Tarik Saka, Bangsa Saka dan Hubungannya dengan Indonesia
Sebelumnya mari kita mengenal dulu apa itu NYEPI atau Tahun Baru Saka. Tahun Baru Saka sesungguhnya sangat erat kaitannya dengan Bangsa Saka di India. Pada beberapa ratus tahun sebelum masehi, suku-suku bangsa di Asia Selatan yang sekarang kita kenal dengan anak benua Asia, meliputi Nepal sampai ke Tibet selalu diliputi suasana permusuhan. Suku-suku bangsa yang saling memperebutkan Haegemoni terdiri dari Saka, Palawa, Yuk-Chi, Yawana, Malawa, dan lainnya meliputi wilayah Persia, lembah sungai Sindhu, Iran Selatan, Kashmir, India utara, dan India Barat yang daerahnya dikenal subur. Suku-suku bangsa itu saling bergantian memenangkan perang dan saling menaklukkan, dan pada sekitar tahun 138 sebelum masehi suku bangsa Saka menang atas suku bangsa Palawa. Suku Bangsa Saka adalah pengembara yang dikenal ramah dan selalu riang dalam menghadapi setiap tantangan. Ketika Bangsa Saka memegang kekuasaan dan dihormati serta ditaati oleh suku-suku lainnya, maka dilakukan perubahan strategi perjuangan demi stabilitas dan persatuan. Orientasi kekuatan politik dan militer dirubah menjadi strategi budaya. Dengan strategi yang baru bangsa Saka berhasil memasyarakatkan kebudayaan dikalangan suku-suku yang ada dan menjadikannya menjadi kebudayaan negara/bangsa. Saat itulah merupakan jaman kejayaan suku bangsa Saka.

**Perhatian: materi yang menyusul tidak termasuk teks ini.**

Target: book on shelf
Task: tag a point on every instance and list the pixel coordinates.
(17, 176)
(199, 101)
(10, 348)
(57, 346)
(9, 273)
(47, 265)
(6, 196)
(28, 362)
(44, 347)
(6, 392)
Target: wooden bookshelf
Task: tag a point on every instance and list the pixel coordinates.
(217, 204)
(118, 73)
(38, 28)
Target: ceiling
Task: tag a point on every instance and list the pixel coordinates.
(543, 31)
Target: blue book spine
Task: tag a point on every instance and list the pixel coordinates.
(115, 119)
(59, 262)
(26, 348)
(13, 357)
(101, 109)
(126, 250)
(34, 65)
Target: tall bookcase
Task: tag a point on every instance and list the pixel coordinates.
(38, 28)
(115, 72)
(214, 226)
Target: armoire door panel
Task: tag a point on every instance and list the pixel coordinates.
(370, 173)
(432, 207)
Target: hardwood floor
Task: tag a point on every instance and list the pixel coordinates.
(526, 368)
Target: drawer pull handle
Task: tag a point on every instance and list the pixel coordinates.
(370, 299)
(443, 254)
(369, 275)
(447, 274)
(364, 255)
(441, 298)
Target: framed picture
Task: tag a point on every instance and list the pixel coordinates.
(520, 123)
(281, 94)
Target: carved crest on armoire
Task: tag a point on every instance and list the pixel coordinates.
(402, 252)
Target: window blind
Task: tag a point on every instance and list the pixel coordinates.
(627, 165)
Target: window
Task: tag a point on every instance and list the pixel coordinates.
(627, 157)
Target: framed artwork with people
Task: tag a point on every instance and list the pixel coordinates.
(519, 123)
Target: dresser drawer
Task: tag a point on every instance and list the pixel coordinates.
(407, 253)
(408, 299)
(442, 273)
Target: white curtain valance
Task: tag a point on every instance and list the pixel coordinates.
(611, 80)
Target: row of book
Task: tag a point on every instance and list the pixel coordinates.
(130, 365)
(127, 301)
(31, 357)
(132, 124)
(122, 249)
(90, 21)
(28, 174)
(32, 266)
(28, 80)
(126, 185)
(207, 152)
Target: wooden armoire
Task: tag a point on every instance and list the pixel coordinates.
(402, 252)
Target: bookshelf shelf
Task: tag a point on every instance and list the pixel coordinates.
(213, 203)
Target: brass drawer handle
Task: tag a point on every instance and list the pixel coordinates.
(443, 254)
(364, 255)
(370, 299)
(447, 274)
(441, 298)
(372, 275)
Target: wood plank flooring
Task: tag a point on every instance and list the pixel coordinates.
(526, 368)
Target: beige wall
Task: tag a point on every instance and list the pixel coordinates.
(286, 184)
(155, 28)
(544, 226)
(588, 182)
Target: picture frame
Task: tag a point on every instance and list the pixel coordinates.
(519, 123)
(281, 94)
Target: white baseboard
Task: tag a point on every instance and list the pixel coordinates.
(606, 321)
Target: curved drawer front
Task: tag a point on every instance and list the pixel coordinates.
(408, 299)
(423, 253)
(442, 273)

Dinasti Kusana adalah Bangsa Saka yang memantapkan pembangunan kebudayaan , merangkul bekas-bekas musuhnya serta mengambil puncak puncak budaya dari suku yang ada dan dijadikan unsur pemersatu bagi budaya kerajaan (bangsa). Raja Kaniska I adalah Dinasti Kusana yang dinobatkan pada tahun 78 Masehi, yaitu tepatnya pada 21 Maret 79, sekaligus mengawali Tarik Caka yang kemudian kita kenal sebagai ”TAHUN BARU SAKA”.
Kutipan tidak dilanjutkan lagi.